|Authors||L. Burchard, X. Cai and J. Langguth|
|Title||iPUG for multiple Graphcore IPUs: Optimizing performance and scalability of parallel breadth-first search|
|Project(s)||Department of High Performance Computing , SparCity: An Optimization and Co-design Framework for Sparse Computation|
|Publication Type||Proceedings, refereed|
|Year of Publication||2021|
|Conference Name||28th IEEE International Conference on High Performance Computing, Data, & Analytics (HiPC)|
|Place Published||Bangalore, India|
Parallel graph algorithms have become one of the principal applications of high-performance computing besides numerical simulations and machine learning workloads. However, due to their highly unstructured nature, graph algorithms remain extremely challenging for most parallel systems, with large gaps between observed performance and theoretical limits. Further-more, most mainstream architectures rely heavily on single instruction multiple data (SIMD) processing for high floating-point rates, which is not beneficial for graph processing which instead requires high memory bandwidth, low memory latency, and efficient processing of unstructured data.

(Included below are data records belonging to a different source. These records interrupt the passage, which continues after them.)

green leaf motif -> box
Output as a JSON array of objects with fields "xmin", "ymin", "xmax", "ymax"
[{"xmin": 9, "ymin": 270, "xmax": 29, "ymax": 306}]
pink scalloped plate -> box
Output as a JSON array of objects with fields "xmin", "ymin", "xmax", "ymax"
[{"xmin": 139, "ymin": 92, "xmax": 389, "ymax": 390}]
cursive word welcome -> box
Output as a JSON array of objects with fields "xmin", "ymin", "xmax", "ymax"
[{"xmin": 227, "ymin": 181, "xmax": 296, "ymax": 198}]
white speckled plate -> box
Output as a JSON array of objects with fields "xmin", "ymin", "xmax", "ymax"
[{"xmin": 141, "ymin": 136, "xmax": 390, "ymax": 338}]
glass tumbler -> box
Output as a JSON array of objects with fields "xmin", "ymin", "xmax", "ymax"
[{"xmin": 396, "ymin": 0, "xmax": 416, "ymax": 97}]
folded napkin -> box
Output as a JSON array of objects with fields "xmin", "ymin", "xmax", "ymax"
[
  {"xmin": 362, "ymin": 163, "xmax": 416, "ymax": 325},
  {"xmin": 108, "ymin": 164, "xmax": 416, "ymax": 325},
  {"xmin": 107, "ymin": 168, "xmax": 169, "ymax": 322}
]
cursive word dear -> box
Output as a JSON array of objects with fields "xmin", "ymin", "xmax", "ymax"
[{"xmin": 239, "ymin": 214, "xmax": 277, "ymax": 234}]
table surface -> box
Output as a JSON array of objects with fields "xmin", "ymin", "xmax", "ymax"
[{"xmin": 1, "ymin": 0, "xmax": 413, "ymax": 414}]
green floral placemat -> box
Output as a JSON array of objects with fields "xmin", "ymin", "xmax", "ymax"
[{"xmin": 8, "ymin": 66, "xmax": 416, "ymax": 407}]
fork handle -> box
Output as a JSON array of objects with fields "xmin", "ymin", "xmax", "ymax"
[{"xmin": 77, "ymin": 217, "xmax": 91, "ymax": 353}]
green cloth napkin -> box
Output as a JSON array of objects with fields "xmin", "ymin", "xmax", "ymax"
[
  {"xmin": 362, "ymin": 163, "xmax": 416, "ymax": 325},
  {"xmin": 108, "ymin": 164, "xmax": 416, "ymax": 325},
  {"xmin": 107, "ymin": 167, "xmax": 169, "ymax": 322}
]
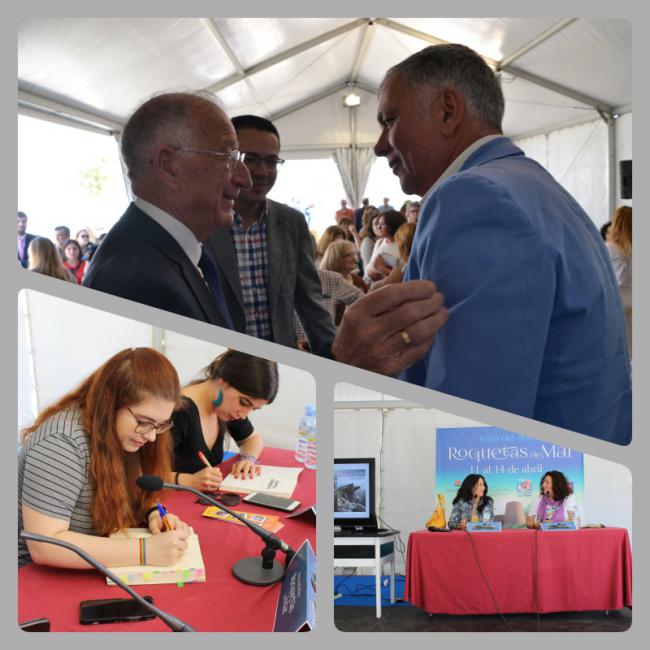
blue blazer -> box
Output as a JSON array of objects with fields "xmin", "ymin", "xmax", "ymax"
[{"xmin": 404, "ymin": 137, "xmax": 631, "ymax": 444}]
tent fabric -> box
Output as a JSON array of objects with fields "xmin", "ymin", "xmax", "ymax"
[
  {"xmin": 18, "ymin": 18, "xmax": 632, "ymax": 224},
  {"xmin": 332, "ymin": 146, "xmax": 376, "ymax": 207},
  {"xmin": 18, "ymin": 17, "xmax": 631, "ymax": 144}
]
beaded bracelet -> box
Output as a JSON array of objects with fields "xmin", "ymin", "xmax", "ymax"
[
  {"xmin": 239, "ymin": 452, "xmax": 258, "ymax": 464},
  {"xmin": 139, "ymin": 537, "xmax": 147, "ymax": 565}
]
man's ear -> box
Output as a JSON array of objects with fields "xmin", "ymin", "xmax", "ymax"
[
  {"xmin": 438, "ymin": 86, "xmax": 465, "ymax": 137},
  {"xmin": 152, "ymin": 145, "xmax": 181, "ymax": 190}
]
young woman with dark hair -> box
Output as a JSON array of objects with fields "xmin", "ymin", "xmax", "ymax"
[
  {"xmin": 170, "ymin": 350, "xmax": 279, "ymax": 492},
  {"xmin": 62, "ymin": 238, "xmax": 87, "ymax": 284},
  {"xmin": 526, "ymin": 470, "xmax": 576, "ymax": 528},
  {"xmin": 19, "ymin": 348, "xmax": 189, "ymax": 568},
  {"xmin": 358, "ymin": 207, "xmax": 380, "ymax": 270},
  {"xmin": 447, "ymin": 474, "xmax": 494, "ymax": 530},
  {"xmin": 364, "ymin": 210, "xmax": 407, "ymax": 284}
]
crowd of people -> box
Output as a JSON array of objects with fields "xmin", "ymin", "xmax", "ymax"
[
  {"xmin": 15, "ymin": 42, "xmax": 632, "ymax": 443},
  {"xmin": 306, "ymin": 198, "xmax": 420, "ymax": 326},
  {"xmin": 18, "ymin": 348, "xmax": 275, "ymax": 569},
  {"xmin": 17, "ymin": 213, "xmax": 102, "ymax": 285}
]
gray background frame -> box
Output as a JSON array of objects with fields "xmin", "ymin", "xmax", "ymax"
[{"xmin": 3, "ymin": 1, "xmax": 646, "ymax": 647}]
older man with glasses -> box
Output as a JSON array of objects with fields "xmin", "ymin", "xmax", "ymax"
[
  {"xmin": 204, "ymin": 114, "xmax": 336, "ymax": 355},
  {"xmin": 84, "ymin": 92, "xmax": 252, "ymax": 327},
  {"xmin": 85, "ymin": 94, "xmax": 448, "ymax": 381}
]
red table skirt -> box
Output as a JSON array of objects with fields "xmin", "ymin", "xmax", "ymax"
[
  {"xmin": 405, "ymin": 528, "xmax": 632, "ymax": 615},
  {"xmin": 18, "ymin": 448, "xmax": 315, "ymax": 631}
]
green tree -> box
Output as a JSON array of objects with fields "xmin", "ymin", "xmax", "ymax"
[{"xmin": 80, "ymin": 157, "xmax": 110, "ymax": 197}]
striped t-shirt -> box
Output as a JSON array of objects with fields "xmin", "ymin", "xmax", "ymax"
[{"xmin": 18, "ymin": 408, "xmax": 94, "ymax": 567}]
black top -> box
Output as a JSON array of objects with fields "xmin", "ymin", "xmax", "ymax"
[{"xmin": 171, "ymin": 396, "xmax": 254, "ymax": 473}]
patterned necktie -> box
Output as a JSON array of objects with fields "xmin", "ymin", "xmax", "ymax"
[{"xmin": 198, "ymin": 246, "xmax": 234, "ymax": 329}]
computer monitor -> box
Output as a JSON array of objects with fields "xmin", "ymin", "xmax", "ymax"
[{"xmin": 334, "ymin": 457, "xmax": 377, "ymax": 532}]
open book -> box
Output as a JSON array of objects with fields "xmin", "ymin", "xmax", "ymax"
[
  {"xmin": 219, "ymin": 465, "xmax": 303, "ymax": 498},
  {"xmin": 107, "ymin": 527, "xmax": 206, "ymax": 586}
]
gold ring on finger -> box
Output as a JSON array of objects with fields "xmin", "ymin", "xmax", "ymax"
[{"xmin": 400, "ymin": 329, "xmax": 412, "ymax": 345}]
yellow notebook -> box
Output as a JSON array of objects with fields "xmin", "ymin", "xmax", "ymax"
[{"xmin": 107, "ymin": 528, "xmax": 206, "ymax": 586}]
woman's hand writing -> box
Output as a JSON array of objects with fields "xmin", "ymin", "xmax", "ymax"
[
  {"xmin": 145, "ymin": 529, "xmax": 190, "ymax": 565},
  {"xmin": 192, "ymin": 466, "xmax": 223, "ymax": 492}
]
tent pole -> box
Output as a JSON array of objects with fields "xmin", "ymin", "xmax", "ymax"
[
  {"xmin": 350, "ymin": 106, "xmax": 358, "ymax": 206},
  {"xmin": 151, "ymin": 327, "xmax": 165, "ymax": 354},
  {"xmin": 20, "ymin": 291, "xmax": 40, "ymax": 419},
  {"xmin": 607, "ymin": 116, "xmax": 617, "ymax": 219}
]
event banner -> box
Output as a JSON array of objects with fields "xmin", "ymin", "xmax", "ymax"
[{"xmin": 436, "ymin": 427, "xmax": 584, "ymax": 527}]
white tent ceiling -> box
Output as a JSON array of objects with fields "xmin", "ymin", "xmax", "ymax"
[{"xmin": 18, "ymin": 17, "xmax": 631, "ymax": 154}]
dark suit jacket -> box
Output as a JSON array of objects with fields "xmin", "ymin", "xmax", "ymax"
[
  {"xmin": 204, "ymin": 199, "xmax": 335, "ymax": 356},
  {"xmin": 83, "ymin": 203, "xmax": 227, "ymax": 326},
  {"xmin": 18, "ymin": 233, "xmax": 37, "ymax": 268}
]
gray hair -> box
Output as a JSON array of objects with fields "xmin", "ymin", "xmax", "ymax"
[
  {"xmin": 384, "ymin": 44, "xmax": 504, "ymax": 131},
  {"xmin": 120, "ymin": 92, "xmax": 222, "ymax": 181}
]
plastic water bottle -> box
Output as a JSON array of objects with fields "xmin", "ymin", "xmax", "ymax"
[
  {"xmin": 295, "ymin": 405, "xmax": 316, "ymax": 465},
  {"xmin": 302, "ymin": 406, "xmax": 317, "ymax": 470},
  {"xmin": 573, "ymin": 504, "xmax": 581, "ymax": 528}
]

On the other hand, we are currently observing an explosion of new hardware architectures, many of which are adapted to specific purposes and diverge from traditional designs. A notable example is the Graphcore Intelligence Processing Unit (IPU), which is developed to meet the needs of upcoming machine intelligence applications. Its design eschews the traditional cache hierarchy, relying on SRAM as its main memory instead. The result is an extremely high-bandwidth, low-latency memory at the cost of capacity. In addition, the IPU consists of a large number of independent cores, allowing for true multiple instruction multiple data (MIMD) processing. Together, these features suggest that such a processor is well suited for graph processing. We test the limits of graph processing on multiple IPUs by implementing a low-level, high-performance code for breadth-first search (BFS), following the specifications of Graph500, the most widely used benchmark for parallel graph processing. Despite the simplicity of the BFS algorithm, implementing efficient parallel codes for it has proven to be a challenging task in the past. We show that our implementation scales well on a system with 8 IPUs and attains roughly twice the performance of an equal number of NVIDIA V100 GPUs using state-of-the-art CUDA code.